2 Timothy 4:2-4 Preach the word; be ready in season and out of season; reprove, rebuke, exhort, with great patience and instruction. For the time will come when they will not endure sound doctrine; but wanting to have their ears tickled, they will accumulate for themselves teachers in accordance to their own desires; and will turn away their ears from the truth, and will turn aside to myths.
So preach the word, brothers.
That’s all I have to say about that.
No no no; you should have closed with, “That’s all I have to say about that.”
Dan, you are brilliant. I just put it in there.
I’m here for you, brother.
Well done, Lieutenant.
Kerry James Allen
Truth, brother. And don’t we all remember how Mel Gibson’s Passion of the Christ revived our nation and swept thousands into the kingdom.
Denny, I get what you’re saying. But I would also urge caution in how we view what other churches do. We’re doing a series right now that uses movie titles as the message titles (which works well for a church plant meeting in a movie theater). Our goal is to draw people to the gospel. My text wasn’t the movie, it was 2 Timothy 1:6-8, but I used the graphics from the resource site you’re referring to. You issue a good caution, but another good caution is to never sneer at churches that use a particular means to draw the net without knowing the heart of the leadership of that church.
Hey, Brandon. Thanks for reading and thanks for the push-back. I wondered if someone might read what I wrote and take it the way you did. I tried to word things very carefully so as not to indict pastors who may have referred to the Superman movie yesterday or even have used some of the materials. I’m certain that its possible to access the storyline from the movie in a way that serves the text (like I tried to do with Forrest Gump yesterday).
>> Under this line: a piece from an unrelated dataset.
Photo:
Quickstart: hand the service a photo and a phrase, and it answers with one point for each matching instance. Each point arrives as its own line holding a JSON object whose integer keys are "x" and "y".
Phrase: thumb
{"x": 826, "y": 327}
That’s not what I meant to object to.
My objection would be to those who allow a marketing campaign to displace the centrality of the scripture in preaching. The thing that really got me was the sermon outline. I don’t think that pastors do well to take their sermons from marketing firms. That’s the part of this story that is astonishing to me.
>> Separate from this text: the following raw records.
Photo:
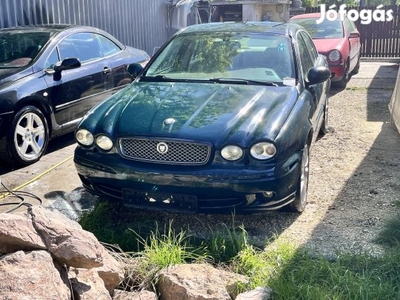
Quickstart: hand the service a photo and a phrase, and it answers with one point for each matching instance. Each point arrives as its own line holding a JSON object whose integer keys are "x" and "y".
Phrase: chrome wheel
{"x": 29, "y": 136}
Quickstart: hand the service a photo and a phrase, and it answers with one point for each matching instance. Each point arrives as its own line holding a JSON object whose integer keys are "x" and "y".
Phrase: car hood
{"x": 216, "y": 113}
{"x": 325, "y": 45}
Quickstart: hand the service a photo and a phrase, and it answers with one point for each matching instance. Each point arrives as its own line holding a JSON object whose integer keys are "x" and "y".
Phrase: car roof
{"x": 54, "y": 28}
{"x": 256, "y": 27}
{"x": 305, "y": 16}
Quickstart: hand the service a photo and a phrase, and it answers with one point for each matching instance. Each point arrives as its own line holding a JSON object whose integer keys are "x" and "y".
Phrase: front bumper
{"x": 188, "y": 189}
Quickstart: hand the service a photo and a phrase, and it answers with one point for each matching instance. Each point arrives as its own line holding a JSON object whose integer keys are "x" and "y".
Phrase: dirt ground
{"x": 354, "y": 178}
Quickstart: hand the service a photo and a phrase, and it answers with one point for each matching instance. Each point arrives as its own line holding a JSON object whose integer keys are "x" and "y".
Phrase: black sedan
{"x": 50, "y": 76}
{"x": 222, "y": 119}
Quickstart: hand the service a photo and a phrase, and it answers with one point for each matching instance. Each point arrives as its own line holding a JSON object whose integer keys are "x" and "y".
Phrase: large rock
{"x": 87, "y": 285}
{"x": 32, "y": 275}
{"x": 140, "y": 295}
{"x": 198, "y": 282}
{"x": 66, "y": 239}
{"x": 17, "y": 233}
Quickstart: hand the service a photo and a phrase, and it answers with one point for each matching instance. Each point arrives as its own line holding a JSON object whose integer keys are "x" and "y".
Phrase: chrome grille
{"x": 179, "y": 152}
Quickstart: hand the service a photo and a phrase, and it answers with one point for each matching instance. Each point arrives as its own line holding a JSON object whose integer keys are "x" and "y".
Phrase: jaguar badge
{"x": 162, "y": 148}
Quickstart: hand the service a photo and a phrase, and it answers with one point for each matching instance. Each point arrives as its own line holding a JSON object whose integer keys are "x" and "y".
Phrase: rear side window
{"x": 108, "y": 47}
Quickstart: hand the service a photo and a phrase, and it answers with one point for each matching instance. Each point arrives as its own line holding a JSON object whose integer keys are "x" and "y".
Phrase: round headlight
{"x": 334, "y": 55}
{"x": 104, "y": 142}
{"x": 84, "y": 137}
{"x": 263, "y": 150}
{"x": 232, "y": 152}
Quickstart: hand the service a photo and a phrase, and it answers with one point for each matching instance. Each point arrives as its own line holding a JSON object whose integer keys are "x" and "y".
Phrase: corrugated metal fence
{"x": 379, "y": 39}
{"x": 138, "y": 23}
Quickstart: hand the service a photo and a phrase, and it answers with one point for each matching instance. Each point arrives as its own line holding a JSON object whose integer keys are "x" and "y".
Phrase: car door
{"x": 118, "y": 59}
{"x": 78, "y": 89}
{"x": 309, "y": 58}
{"x": 354, "y": 42}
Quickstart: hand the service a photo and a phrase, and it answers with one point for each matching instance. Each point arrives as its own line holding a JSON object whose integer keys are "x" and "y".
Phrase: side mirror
{"x": 135, "y": 69}
{"x": 66, "y": 64}
{"x": 155, "y": 49}
{"x": 318, "y": 75}
{"x": 354, "y": 35}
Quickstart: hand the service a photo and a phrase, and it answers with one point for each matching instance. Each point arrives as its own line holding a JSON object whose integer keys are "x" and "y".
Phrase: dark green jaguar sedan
{"x": 221, "y": 120}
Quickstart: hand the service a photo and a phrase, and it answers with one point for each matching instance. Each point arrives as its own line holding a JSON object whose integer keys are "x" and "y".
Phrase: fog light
{"x": 268, "y": 194}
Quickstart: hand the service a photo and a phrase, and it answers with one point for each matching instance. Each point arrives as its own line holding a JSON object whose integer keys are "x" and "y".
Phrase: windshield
{"x": 326, "y": 30}
{"x": 257, "y": 57}
{"x": 19, "y": 48}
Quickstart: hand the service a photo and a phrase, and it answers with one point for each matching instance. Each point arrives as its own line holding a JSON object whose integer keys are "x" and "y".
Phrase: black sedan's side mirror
{"x": 135, "y": 69}
{"x": 66, "y": 64}
{"x": 318, "y": 75}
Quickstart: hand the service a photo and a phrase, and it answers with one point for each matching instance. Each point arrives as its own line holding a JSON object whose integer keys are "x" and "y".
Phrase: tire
{"x": 300, "y": 202}
{"x": 28, "y": 136}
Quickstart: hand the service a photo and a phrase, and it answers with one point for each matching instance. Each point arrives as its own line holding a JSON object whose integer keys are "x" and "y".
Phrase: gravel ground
{"x": 353, "y": 182}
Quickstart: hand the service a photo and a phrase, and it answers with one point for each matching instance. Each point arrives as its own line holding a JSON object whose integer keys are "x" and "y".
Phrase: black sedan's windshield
{"x": 253, "y": 57}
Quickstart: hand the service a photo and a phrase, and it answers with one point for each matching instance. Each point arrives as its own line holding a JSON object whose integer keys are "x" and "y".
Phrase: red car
{"x": 338, "y": 40}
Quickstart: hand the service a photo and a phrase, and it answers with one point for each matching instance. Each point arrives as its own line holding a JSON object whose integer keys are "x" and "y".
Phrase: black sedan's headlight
{"x": 84, "y": 137}
{"x": 104, "y": 142}
{"x": 232, "y": 152}
{"x": 263, "y": 150}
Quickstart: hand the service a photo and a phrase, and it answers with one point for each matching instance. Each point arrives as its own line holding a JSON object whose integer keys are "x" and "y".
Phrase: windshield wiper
{"x": 161, "y": 78}
{"x": 241, "y": 80}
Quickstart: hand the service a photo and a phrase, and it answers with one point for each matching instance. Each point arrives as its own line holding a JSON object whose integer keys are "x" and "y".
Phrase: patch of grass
{"x": 224, "y": 245}
{"x": 160, "y": 250}
{"x": 112, "y": 223}
{"x": 290, "y": 272}
{"x": 390, "y": 235}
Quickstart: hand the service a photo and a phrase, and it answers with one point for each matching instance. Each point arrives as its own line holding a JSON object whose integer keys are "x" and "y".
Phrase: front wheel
{"x": 299, "y": 203}
{"x": 28, "y": 136}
Completely with you on that. Good points!
Glad my pastor recently when over what is a biblical message and what is not. If scripture/text isn’t the starting point, there should be red flags going up.
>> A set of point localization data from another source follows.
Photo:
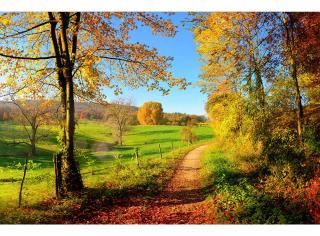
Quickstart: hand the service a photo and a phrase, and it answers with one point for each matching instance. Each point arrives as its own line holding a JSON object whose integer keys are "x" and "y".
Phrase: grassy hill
{"x": 96, "y": 154}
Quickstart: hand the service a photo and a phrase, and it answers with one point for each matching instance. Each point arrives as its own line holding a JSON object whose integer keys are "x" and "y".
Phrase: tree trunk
{"x": 33, "y": 141}
{"x": 289, "y": 30}
{"x": 23, "y": 179}
{"x": 71, "y": 174}
{"x": 68, "y": 177}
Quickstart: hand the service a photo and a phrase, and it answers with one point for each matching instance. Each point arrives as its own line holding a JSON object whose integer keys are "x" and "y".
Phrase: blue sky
{"x": 186, "y": 64}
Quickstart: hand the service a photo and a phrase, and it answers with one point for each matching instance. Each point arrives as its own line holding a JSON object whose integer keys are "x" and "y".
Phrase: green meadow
{"x": 102, "y": 163}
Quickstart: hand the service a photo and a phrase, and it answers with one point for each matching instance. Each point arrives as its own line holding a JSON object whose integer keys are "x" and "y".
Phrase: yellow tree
{"x": 237, "y": 47}
{"x": 79, "y": 54}
{"x": 150, "y": 113}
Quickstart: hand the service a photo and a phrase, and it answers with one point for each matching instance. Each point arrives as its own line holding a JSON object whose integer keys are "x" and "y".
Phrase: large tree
{"x": 150, "y": 113}
{"x": 83, "y": 52}
{"x": 120, "y": 115}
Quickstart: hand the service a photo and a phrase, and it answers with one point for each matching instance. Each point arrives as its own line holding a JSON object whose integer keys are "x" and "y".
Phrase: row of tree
{"x": 259, "y": 66}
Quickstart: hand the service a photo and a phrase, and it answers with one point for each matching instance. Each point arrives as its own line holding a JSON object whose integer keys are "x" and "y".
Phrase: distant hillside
{"x": 92, "y": 111}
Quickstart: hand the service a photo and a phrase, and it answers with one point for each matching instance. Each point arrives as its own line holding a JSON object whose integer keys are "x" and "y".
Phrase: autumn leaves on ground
{"x": 70, "y": 155}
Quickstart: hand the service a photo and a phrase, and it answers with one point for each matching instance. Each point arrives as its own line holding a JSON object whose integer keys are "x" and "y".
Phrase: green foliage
{"x": 188, "y": 135}
{"x": 244, "y": 197}
{"x": 95, "y": 152}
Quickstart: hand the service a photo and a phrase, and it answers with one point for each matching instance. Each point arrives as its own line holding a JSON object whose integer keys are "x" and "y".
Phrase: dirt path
{"x": 182, "y": 201}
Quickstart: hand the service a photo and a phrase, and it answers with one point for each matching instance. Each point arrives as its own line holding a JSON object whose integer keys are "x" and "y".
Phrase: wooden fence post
{"x": 160, "y": 151}
{"x": 137, "y": 156}
{"x": 58, "y": 174}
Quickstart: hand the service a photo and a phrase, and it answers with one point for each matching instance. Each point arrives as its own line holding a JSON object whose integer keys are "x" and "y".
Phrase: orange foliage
{"x": 150, "y": 113}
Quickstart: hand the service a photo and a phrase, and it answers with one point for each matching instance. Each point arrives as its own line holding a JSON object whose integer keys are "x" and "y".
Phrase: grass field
{"x": 96, "y": 157}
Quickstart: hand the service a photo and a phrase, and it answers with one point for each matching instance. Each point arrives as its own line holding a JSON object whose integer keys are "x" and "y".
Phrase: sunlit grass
{"x": 96, "y": 140}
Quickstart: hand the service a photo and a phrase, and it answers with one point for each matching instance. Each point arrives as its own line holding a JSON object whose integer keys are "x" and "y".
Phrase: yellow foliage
{"x": 150, "y": 113}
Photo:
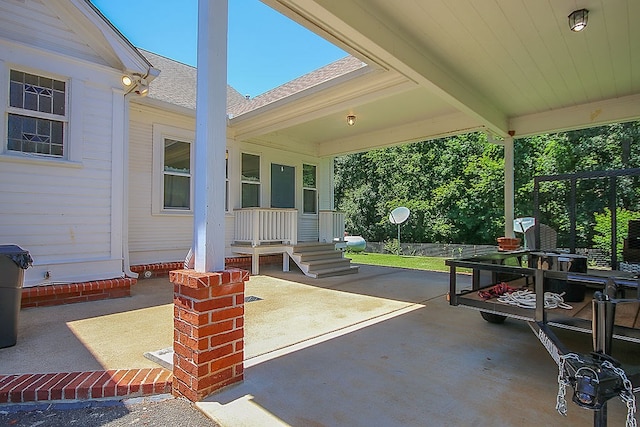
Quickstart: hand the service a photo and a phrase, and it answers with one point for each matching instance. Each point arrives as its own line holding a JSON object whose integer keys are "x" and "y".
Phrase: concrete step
{"x": 352, "y": 269}
{"x": 313, "y": 247}
{"x": 326, "y": 254}
{"x": 327, "y": 263}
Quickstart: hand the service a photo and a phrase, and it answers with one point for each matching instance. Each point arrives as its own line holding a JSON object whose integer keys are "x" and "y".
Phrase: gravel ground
{"x": 158, "y": 411}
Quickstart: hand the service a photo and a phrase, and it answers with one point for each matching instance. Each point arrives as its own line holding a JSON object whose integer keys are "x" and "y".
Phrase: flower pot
{"x": 508, "y": 243}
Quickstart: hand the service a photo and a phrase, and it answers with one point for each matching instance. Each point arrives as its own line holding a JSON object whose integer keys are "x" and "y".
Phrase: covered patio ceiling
{"x": 440, "y": 67}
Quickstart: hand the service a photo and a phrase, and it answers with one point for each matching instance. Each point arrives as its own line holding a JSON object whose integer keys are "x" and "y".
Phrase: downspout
{"x": 126, "y": 265}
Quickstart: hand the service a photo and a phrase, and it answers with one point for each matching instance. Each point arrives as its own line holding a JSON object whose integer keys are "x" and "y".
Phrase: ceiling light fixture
{"x": 578, "y": 20}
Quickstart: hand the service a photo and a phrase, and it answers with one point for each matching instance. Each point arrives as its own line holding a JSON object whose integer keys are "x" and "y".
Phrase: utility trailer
{"x": 609, "y": 310}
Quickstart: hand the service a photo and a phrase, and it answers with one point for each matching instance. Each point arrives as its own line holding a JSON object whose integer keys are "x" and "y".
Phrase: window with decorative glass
{"x": 309, "y": 190}
{"x": 37, "y": 114}
{"x": 250, "y": 180}
{"x": 177, "y": 175}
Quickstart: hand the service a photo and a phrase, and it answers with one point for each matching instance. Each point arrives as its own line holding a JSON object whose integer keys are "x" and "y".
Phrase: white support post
{"x": 211, "y": 136}
{"x": 509, "y": 190}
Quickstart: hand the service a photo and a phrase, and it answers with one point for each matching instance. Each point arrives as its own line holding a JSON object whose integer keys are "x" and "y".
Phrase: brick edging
{"x": 69, "y": 293}
{"x": 116, "y": 383}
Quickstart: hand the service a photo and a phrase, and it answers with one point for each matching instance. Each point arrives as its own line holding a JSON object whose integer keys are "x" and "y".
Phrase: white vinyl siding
{"x": 61, "y": 212}
{"x": 33, "y": 20}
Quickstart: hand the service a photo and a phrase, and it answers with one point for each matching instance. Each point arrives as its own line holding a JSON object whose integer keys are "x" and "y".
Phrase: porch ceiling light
{"x": 136, "y": 83}
{"x": 127, "y": 80}
{"x": 351, "y": 120}
{"x": 578, "y": 20}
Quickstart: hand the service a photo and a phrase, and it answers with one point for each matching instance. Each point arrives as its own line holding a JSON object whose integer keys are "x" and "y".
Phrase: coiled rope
{"x": 527, "y": 299}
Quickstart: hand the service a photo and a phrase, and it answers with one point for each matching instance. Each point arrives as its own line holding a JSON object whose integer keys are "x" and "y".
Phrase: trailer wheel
{"x": 492, "y": 318}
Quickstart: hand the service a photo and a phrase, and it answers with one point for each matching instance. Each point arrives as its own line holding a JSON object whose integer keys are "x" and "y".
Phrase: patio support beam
{"x": 211, "y": 136}
{"x": 509, "y": 187}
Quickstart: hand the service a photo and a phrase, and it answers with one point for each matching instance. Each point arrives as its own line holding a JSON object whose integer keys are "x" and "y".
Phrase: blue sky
{"x": 266, "y": 49}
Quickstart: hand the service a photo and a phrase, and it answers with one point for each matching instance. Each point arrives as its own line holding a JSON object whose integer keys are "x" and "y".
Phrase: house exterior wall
{"x": 61, "y": 209}
{"x": 159, "y": 237}
{"x": 154, "y": 237}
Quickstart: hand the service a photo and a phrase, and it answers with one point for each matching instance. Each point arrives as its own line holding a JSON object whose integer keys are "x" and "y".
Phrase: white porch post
{"x": 211, "y": 135}
{"x": 508, "y": 187}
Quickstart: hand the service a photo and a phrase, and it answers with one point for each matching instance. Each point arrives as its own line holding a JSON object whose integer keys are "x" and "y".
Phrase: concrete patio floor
{"x": 378, "y": 348}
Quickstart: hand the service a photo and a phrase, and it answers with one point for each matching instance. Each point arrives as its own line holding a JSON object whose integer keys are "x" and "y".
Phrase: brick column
{"x": 208, "y": 337}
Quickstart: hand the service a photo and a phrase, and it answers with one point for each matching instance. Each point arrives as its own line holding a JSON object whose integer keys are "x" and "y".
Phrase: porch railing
{"x": 331, "y": 226}
{"x": 266, "y": 225}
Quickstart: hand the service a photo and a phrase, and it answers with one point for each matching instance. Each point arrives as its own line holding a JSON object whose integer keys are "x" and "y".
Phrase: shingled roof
{"x": 314, "y": 78}
{"x": 176, "y": 84}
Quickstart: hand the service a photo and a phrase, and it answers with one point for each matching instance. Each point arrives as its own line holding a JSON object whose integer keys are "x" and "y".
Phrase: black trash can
{"x": 13, "y": 261}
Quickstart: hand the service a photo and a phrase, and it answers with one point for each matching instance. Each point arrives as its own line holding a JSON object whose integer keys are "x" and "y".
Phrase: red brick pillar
{"x": 208, "y": 337}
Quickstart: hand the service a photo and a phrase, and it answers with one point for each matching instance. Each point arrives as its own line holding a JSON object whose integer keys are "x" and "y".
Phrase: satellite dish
{"x": 520, "y": 225}
{"x": 399, "y": 215}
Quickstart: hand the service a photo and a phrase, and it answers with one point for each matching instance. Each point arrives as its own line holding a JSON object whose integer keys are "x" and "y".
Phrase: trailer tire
{"x": 493, "y": 318}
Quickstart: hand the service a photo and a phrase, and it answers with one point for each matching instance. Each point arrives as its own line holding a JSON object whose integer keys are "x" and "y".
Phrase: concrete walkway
{"x": 378, "y": 348}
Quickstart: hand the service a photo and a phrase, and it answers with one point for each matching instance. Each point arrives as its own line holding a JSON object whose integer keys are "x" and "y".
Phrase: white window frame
{"x": 227, "y": 183}
{"x": 314, "y": 189}
{"x": 258, "y": 183}
{"x": 160, "y": 133}
{"x": 5, "y": 77}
The slogan used by the ministry that put out the Superman sermon outlines is “the stuff you use to fill the Pews.”(found at the bottom of the outline). On top of very obviously promoting the movie, the outline I read seems to go along with the seeker-sensitive movement. I’m with you Denny – movie illustrations are OK, but the Bible must be central in any sermon. The goal in preparing a sermon cannot be to fill the pews or to promote a movie.
Mary Gray Moser
Brent, keep talking like you talk! Take the movie, Broadside, which was hailed everywhere by Christians. There were things in that movie that were not biblical.
Dennis Salley, Jr.
I felt exactly like a movie-hawker when I was “asked” to promote “Facing the Giants, Fireproof, and Courageous.” I can even get Bible studies and other promational materials to support any groups I may wish to start. Just saying…
I think you meant “Blindside” but could you clarify?
And I agree with Denny whole-heartedly!
I would have to say that after being at the SBC convention the easiest way for most pastors to empty the building is to wear Superman tights!
Great thoughts. I would all seem to take care of itself if we just preached book by book, chapter by chapter, and verse by verse!!
My problem with this is the movie itself. Without getting into detailed spoilers, Man of Steel is very grim, violent and disturbing. Its Superman neglects many lives. The parallels to Christ are contrived and, agreed, exploitative.